What is the flaw in this proof that all triangles are isosceles?

First off, the other two answers here are wrong because you can prove the statement using the same flaw if P was outside the triangle. The proof using the same flaw but done in the outside of the triangle is here: [https://www.youtube.com/watch?v=Yajonhixy4g][1]

The video clearly does this proof with P on the outside. If P were on the segments of the triangle, then the proof will still hold because triangle AEP will be congruent to triangle AFP by SAA (shared sides, bisected angles, 90 degree angles). You know that P and D are the same points because the definition of P is where the perpendicular bisector meets the bisector of the opposite angle, and provided the case where P's on BC, it can only possibly be a triangle if P and D are on the same place. D is the bisector of BC, so so is P. EP = FP because we proved that AEP = AFP. BP = CP because P bisects and is between BC. Since EBP and FCP are right triangles and the Hypotenuse and one of the legs are congruent, we have triangle EBP is congruent to triangle FCP. From here, basic elementary algebra can be use to prove AB = AC.

So, what is wrong with this proof? The answer is betweenness. Every single one of these proofs rely on a certain order of points your drawing above should be:

We still have AE=AF, PE=PF, and PB=PC, and it's still true that BE=FC, but AB=AC is not true. This is because F is still between A and C, but E is not between A and B. Since E is not between A and B, SAA does not follow, and neither does SAS for this particular case.


The problem is that the perpendicular and the bisector do not intersect inside the triangle, as the picture erroneously suggests. In fact, this fallacy is a proof by contradiction that for non-isosceles triangles the intersection point $P$ is necessarily outside of the triangle.

Ravi Vakil quipped that "geometry is the art of drawing correct conclusions from incorrect pictures". The reason it works is because most geometric arguments are insensitive to many distortions, for instance the fallacy argument works as long as we move the point $P$ inside the triangle. But there are thresholds that once crossed change the picture qualitatively. This is why many arguments are split into cases. Missing a case produces fallacies, for instance forgetting that the radius of the circumscribed circle can lie outside of a triangle leads to a "proof" that in any triangle all angles are acute, and the radius is shorter than the longest side.

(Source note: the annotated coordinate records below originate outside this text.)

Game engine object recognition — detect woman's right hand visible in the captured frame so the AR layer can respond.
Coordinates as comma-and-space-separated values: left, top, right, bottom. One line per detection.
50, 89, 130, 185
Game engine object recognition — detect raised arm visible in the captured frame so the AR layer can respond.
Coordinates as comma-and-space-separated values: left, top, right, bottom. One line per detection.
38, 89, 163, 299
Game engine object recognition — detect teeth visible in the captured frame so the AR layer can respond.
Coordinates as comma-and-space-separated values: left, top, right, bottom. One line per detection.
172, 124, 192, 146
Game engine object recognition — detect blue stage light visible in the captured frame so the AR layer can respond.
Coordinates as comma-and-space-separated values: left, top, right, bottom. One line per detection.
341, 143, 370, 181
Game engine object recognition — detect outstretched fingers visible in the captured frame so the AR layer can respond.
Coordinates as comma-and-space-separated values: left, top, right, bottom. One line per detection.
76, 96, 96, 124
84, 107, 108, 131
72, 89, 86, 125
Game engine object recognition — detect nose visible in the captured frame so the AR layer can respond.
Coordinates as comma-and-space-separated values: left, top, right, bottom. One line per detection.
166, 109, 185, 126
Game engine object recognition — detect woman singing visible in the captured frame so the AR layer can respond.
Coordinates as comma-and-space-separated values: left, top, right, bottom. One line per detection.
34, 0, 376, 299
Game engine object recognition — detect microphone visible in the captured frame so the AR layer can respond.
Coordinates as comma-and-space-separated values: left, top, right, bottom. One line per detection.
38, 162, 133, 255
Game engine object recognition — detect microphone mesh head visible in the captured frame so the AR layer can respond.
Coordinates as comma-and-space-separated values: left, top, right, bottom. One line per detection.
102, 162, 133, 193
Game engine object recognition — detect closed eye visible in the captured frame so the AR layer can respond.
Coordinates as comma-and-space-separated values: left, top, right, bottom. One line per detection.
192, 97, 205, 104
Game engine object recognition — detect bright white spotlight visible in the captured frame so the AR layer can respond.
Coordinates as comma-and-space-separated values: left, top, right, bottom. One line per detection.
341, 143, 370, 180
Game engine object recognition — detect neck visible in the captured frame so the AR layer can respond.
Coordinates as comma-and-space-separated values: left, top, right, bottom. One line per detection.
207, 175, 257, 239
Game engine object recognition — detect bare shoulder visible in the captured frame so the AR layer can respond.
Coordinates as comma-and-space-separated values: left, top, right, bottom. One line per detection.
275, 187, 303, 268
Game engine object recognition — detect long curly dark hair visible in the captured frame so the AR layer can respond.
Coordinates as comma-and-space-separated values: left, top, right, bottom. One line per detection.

If the drawing is made correctly, $P$ needs to be outside, but not too outside, the triangle. If it is far outside, $E$ is on the extension of $AB$ and $F$ is on the extension of $AC$, two plus signs in the argument change to minus signs, and the argument goes through. If $P$ is not too far outside, $E$ is on the extension of $AB$, $F$ is still between $A$ and $C$ (or the other way around), one plus becomes a minus, and the argument fails.